I agree with your assessment... the only group that deserves admonishing are the Nintendo execs who decided to dump a platform they knew they wouldn't be supporting on the market just to recoup some of their losses.
I own a Virtual Boy (I'm a bit of a collector for those earlier days of video gaming) and while awkward to use the three dimensional effect really is quite impressive for the era, held back mostly by the inexpensive red/black color scheme. It was too early to do the Virtual Boy right while keeping it affordable, but the idea itself wasn't at fault. I've long wished to see a Virtual Boy featuring the original specs and hardware that Gunpei had in mind, as I suspect it would be quite impressive... the main was basically batting 1.000 before and after the Virtual Boy across his career, and I've no doubt this one would have been uniquely fun as well.
I don't necessarily think they released it with the intention of not supporting it. They put together a $5 million marketing campaign with NBC and Blockbuster and offered the Virtual Boy system as a $10 rental. They were still announcing games at E3 in '96. And, in late '96 they were still working on developing the Link Cable that would have allowed 2 Virtual Boys to be connected for competitive play. I don't think they threw in the towel on the device until they realized that even the price cut wasn't going to save it. I think if the plan was to dump it on the market just to get back whatever they could on it, they wouldn't have spent any addition $ on it during/after launch.

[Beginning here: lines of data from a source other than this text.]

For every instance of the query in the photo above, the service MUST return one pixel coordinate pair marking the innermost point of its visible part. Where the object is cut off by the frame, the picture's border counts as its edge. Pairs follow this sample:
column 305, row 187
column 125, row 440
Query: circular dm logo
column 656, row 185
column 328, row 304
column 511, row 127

Incidental side note. I almost bought a Virtual Boy for my brother for his birthday in 1997. I was working my first job, and so I finally had more money to spend on gifts for family than before. I wanted to buy him a new console like my parents always did for us at Christmas time. So, I went to Toys R Us and browsed the gaming section. They had a Virtual Boy on display with "Wario Land" for demo. I tried it out, and I thought it was pretty cool. I was very close to buying it, but something was bothering me. It was the "Discounted to $99" tag on the display. I can't specifically remember if the tag said "Clearance" or not. The Virtual Boy had been discontinued already by that point, but at the time, I didn't know that. But, the tag itself gave me the suspicion that was the case. I didn't want to give my brother something that was exiting the market, so I bought him our first Sony Play Station instead (we already had a Nintendo 64 that our parents gave us for Christmas in '96). Ironically, that Play Station died one day after we set it up. It stopped reading disks mid-game and wouldn't start again. It was the first gaming device anyone in my family ever had to return (ColecoVision, Intellivision, TRS-80 CoCo2, NES, SNES, N64, Gameboy...). But, we went back to the store for a replacement, and that one got some years out of it before it died. Even so, when I saw that the Virtual Boy had in fact been discontinued while we were enjoying games like Vandal Hearts, Suikoden, Final Fantasy VII, Metal Gear Solid, Wild Arms, etc... I knew that I had made the right choice that day.